[Pdx-pm] RE: [Pdx-pm] Software development and The Rules

Tkil tkil at scrye.com
Thu Sep 26 19:13:52 CDT 2002

>>>>> "JK" == Joshua Keroes <jkeroes at eli.net> writes:

JK> Q: What's the fastest, most space-efficient way to sort all
JK>    of Portland's 503 phone numbers? 

Odd, I would have thought Portland to have at least 600 phone
numbers.  :)

It's probably obvious, but I haven't seen anyone point out that these
two criteria ("fastest", probably meaning time-efficient, and "most
space-efficient") are often at odds with each other, even in the
abstract (let alone what happens when you consider the tiered memory
model that our modern machines actually have [1]).  

Anyone who remembers the big, ah, discussions that would occur on
#perl whenever someone asked "what's the best way to do X?"  The
problem, of course, is that you can't answer that question without its
context.  In this case, we'd need to know much time costs, how much
memory costs, and try to find the minimum in the tradeoff.

We also aren't using those terms very precisely: what space are we
trying to save (e.g., disk v. memory typically)?  What time metric are
we trying to minimize (execution, authoring, maintaining)?

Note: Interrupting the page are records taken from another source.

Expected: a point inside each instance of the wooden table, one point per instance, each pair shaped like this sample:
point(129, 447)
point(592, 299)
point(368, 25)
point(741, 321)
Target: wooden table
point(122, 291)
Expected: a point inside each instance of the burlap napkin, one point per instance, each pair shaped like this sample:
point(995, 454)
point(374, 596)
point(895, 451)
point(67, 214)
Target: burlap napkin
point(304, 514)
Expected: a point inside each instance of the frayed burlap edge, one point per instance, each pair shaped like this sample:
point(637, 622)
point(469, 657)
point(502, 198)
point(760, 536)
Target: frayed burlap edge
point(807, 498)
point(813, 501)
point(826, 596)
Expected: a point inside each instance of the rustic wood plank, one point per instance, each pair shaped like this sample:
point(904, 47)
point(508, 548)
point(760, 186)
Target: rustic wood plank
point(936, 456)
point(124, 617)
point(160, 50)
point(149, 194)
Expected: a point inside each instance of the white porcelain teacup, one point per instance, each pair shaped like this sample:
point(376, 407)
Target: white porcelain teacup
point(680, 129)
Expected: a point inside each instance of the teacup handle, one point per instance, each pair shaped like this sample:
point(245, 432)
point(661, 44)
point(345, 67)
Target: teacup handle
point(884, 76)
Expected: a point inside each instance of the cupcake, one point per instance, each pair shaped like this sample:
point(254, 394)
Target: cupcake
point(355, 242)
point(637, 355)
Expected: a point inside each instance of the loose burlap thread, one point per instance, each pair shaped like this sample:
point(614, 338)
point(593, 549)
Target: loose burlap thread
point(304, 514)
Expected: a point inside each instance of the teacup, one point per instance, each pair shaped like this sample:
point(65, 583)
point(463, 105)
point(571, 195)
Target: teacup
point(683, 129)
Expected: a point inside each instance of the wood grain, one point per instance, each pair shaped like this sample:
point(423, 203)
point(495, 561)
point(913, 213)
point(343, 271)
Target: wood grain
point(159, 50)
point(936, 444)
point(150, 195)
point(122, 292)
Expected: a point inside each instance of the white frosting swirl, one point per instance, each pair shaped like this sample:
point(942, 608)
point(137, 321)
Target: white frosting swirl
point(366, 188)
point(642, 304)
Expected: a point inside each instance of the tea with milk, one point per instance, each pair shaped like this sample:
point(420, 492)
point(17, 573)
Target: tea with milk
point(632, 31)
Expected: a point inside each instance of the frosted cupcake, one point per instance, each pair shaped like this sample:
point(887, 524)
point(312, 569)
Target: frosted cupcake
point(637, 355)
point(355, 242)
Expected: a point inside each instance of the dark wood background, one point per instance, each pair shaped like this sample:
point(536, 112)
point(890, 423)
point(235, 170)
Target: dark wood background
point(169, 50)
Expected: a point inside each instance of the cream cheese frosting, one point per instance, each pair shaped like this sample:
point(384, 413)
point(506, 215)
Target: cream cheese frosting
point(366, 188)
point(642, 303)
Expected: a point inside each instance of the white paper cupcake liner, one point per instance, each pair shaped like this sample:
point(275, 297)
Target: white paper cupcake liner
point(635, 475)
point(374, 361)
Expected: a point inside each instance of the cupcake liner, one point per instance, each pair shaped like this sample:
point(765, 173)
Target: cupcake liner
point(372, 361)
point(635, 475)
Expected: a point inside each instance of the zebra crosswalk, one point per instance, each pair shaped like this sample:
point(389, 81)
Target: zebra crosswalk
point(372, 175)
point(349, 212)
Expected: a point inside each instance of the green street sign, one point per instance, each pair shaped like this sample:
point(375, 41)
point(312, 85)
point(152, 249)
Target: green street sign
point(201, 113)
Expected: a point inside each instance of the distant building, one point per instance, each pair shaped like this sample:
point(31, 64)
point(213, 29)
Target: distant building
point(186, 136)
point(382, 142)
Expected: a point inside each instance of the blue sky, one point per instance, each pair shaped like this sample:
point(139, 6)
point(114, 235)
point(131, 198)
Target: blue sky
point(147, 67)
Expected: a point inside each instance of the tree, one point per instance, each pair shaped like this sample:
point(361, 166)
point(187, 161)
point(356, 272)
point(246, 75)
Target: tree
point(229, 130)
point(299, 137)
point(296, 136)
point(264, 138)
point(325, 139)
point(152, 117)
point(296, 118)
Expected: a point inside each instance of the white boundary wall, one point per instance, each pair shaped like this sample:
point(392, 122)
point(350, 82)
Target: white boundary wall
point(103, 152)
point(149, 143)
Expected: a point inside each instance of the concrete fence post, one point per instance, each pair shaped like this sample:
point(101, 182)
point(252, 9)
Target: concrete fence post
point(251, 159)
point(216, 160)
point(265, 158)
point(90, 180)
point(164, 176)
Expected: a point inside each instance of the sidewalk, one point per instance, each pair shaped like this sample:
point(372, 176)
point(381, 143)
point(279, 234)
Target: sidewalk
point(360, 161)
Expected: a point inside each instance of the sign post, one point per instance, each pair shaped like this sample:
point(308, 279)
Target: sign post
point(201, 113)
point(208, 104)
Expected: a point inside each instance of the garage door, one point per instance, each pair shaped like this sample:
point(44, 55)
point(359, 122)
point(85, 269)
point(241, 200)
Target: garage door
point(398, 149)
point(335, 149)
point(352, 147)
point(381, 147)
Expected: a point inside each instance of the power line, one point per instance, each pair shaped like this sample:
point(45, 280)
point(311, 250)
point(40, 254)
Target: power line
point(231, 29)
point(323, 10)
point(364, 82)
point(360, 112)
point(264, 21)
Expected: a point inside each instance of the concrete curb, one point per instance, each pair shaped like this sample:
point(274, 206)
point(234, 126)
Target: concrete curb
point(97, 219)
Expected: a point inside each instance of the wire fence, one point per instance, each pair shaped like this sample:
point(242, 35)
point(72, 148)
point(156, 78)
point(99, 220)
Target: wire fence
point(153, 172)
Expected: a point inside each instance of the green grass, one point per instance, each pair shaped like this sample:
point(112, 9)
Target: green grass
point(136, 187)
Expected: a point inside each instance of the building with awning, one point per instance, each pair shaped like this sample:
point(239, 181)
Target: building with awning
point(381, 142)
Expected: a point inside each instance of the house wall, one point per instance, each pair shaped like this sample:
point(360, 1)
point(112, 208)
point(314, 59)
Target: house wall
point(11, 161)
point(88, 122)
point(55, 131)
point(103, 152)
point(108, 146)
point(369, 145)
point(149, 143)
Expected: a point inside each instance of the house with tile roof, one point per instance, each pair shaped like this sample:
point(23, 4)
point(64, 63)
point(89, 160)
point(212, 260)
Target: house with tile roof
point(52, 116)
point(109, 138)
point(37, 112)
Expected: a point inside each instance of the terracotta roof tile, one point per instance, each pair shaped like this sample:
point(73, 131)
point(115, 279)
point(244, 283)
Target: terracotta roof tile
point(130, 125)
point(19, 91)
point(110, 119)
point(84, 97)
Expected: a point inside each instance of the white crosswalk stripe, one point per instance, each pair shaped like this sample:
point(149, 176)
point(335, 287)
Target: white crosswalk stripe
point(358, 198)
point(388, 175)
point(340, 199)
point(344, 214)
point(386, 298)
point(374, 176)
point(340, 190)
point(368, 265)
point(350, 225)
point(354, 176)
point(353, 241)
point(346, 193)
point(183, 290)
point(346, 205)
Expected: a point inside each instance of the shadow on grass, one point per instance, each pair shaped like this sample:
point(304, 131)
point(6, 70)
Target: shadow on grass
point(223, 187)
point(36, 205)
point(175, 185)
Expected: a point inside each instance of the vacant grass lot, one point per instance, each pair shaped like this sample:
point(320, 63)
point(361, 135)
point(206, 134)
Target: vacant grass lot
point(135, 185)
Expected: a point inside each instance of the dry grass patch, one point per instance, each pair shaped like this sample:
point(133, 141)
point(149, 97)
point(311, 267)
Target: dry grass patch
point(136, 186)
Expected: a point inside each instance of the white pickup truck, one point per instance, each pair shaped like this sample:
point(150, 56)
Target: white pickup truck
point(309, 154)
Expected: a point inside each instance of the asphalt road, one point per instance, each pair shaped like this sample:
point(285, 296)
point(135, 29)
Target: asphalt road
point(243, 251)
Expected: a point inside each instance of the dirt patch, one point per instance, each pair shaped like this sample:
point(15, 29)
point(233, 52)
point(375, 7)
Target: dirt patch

In this case, there are all sorts of optimizations you can apply.  But
it's also a bit of a trick question.  Management (or whoever is paying
the bills) doesn't care for the absolute fastest or smallest solution;
rather, they care about feasibility ("can it be done") and economy
("can we do it cheaply / quickly enough to make money off it").

Stupid optimizations:

1. Less RAM: decimal digits easily fit in four bits, so you can fit a
   7-digit value into a 32-bit integer.  Even a 10-digit number fits
   into a pretty short string with this encoding (although it won't
   fit into a 32-bit unsigned value in the raw, sadly.)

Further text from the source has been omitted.